Train DFlash Model Online
This tutorial walks you through training a DFlash speculator model using online training, where hidden states are generated on-demand during the training process. This example uses Qwen/Qwen3-8B as the target model, but the process is the same for other models. This tutorial follows the same structure as Train Eagle-3 Online. The key differences are:
- Step 2 — vLLM launch: DFlash requires explicitly passing
--target-layer-idsto select which intermediate layers to extract hidden states from. Eagle-3 uses sensible defaults automatically. - Step 3 — Training: DFlash introduces several additional parameters:
--speculator-type dflash,--block-size,--max-anchors, and typically uses more draft layers (--num-layers 5vs 1 for Eagle-3).
For a ready-to-run version of this tutorial, see examples/train/dflash_qwen3_8b_sharegpt_online_5k.sh.
Overview
Time required: ~25 mins on 4x H100 GPUs (2 for vLLM, 2 for training)
Prerequisites:
- Python 3.10+
- CUDA-capable GPU(s)
Step 0: Setup Your Environment
Create two virtual environments (recommended to keep separate so dependencies don't conflict):
# Speculators venv (for data prep and training)
uv venv speculators_venv
source speculators_venv/bin/activate
uv pip install "speculators>=0.5.0"
# vLLM venv (for serving the target model)
uv venv vllm_venv
source vllm_venv/bin/activate
uv pip install "vllm>=0.18"
Note: if you are using an experiment tracker (e.g. trackio, wandb, tensorboard), install it in the speculators venv manually.
Step 1: Prepare Your Data
First, preprocess your training dataset:
# in speculators venv
python scripts/prepare_data.py \
--model Qwen/Qwen3-8B \
--data sharegpt \
--output ./output/dflash_qwen3_8b_sharegpt \
--max-samples 5000 \
--seq-length 8192
Parameters explained:
--model- The target model you want to accelerate--data- Dataset to use (built-in support forsharegpt,ultrachat, or a custom path to a jsonl file)--output- Where to save preprocessed data--max-samples- Limit samples (optional, good for testing/getting started)--seq-length- Maximum sequence length
Expected output:
output/dflash_qwen3_8b_sharegpt/
├── data-00000-of-00002.arrow # ⎤
├── data-00001-of-00002.arrow # | Processed dataset on disk
├── dataset_info.json # |
├── state.json # ⎦
└── token_freq.pt # Token frequencies for vocab mapping
Time: ~14 seconds for 5K samples
Note: This step is used to setup the dataset that will be used to train your model and is the same for both online and offline training. For more information please see the prepare_data.py cli reference.

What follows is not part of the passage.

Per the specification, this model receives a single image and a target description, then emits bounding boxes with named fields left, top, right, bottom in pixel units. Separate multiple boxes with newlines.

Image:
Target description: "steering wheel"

Step 2: Launch vLLM Server
During training, the drafter model takes internal hidden states from the verifier model as input. We use vLLM to serve the verifier and extract these hidden states. The launch_vllm.py script is a lightweight wrapper that sets up the right CLI arguments for vLLM to enable hidden state extraction.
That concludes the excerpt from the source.